The levels of participation in football are high in the U.S. because football is a game that anyone can play and a game that is very active. It is possible that the current supply of youth players may be contaminated with Confidence Killers and other football pesticides from their exposure to the old, inept and sorry coaches that are still involved in the game. Never-the-less, I believe that the number growth will persist in the same direction despite the fact that it has been decades since any changes to the youth football coaching culture were last implemented. Negative Coaching is still found in certain areas and there are still clubs that encourage that style of coaching. Fortunately, for not only our youth, but also the future of the game, they are very rare and are dwindling their way into history.
UEFA states there is inadequate data to recommend blanket changes regarding the confidence of players or how they are motivated.

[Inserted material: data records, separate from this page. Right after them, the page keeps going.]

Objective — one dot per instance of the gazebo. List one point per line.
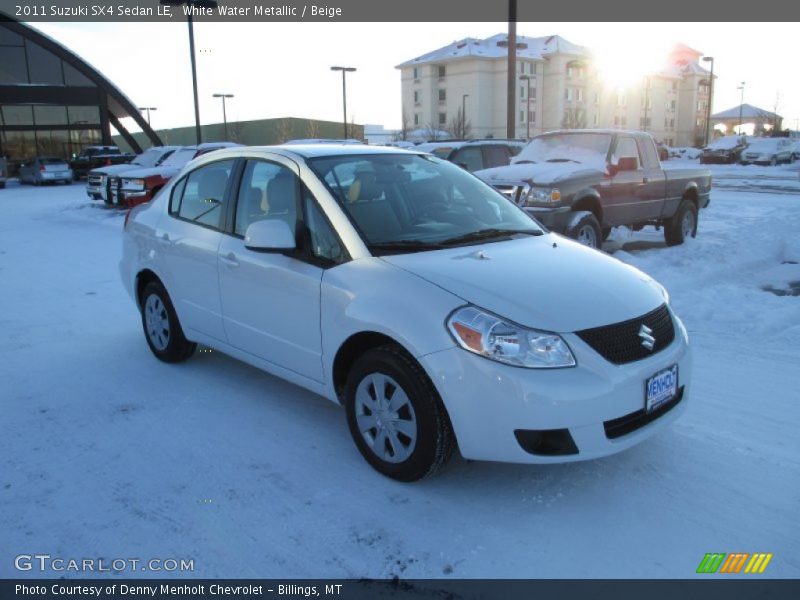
(747, 114)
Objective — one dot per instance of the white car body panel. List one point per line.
(291, 318)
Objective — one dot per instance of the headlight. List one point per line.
(542, 195)
(492, 337)
(135, 185)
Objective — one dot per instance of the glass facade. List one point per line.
(47, 105)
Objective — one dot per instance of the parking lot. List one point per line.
(107, 452)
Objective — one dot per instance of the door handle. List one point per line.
(230, 260)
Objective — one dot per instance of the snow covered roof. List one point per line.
(496, 46)
(748, 112)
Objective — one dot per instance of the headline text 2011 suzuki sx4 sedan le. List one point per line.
(435, 310)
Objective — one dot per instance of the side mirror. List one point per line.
(269, 235)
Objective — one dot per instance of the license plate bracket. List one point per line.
(660, 388)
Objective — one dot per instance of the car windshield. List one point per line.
(567, 147)
(148, 158)
(180, 157)
(411, 202)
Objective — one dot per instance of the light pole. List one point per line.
(464, 115)
(193, 4)
(147, 109)
(710, 96)
(344, 71)
(224, 113)
(527, 107)
(741, 105)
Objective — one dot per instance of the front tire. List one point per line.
(682, 225)
(587, 231)
(395, 415)
(162, 330)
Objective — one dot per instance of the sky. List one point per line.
(283, 70)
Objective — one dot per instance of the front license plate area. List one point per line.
(660, 388)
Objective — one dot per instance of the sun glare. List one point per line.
(623, 64)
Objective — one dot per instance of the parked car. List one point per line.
(768, 151)
(724, 150)
(45, 169)
(522, 346)
(92, 157)
(98, 187)
(584, 182)
(137, 186)
(474, 155)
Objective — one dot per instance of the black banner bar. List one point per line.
(404, 11)
(713, 586)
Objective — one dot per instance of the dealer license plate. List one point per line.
(661, 388)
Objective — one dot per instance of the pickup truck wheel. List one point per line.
(586, 231)
(395, 415)
(682, 225)
(162, 330)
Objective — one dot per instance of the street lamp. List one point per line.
(147, 109)
(464, 115)
(710, 96)
(741, 105)
(224, 114)
(200, 4)
(344, 71)
(528, 106)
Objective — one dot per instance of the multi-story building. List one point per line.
(558, 86)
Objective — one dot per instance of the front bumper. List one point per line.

In the coming months, however, UEFA will be evaluating up to 1,200 different youth players in order to draw an even better conclusion.
While waiting for more evidence based guidance, the directors at several major clubs and Player Development Academies are taking this bull by the horns themselves. While there have been some major improvements to youth Player Development Systems over the last decade, these have been isolated and unfortunately still have yet to encompass the entire football world. Never-the-less, these proven successful theories, philosophies and methodologies are being opened-up for the entire football world to observe and learn from. The rest of the football world is responding with genuine curiosity and eagerness to improve. Hopefully that will continue to grow.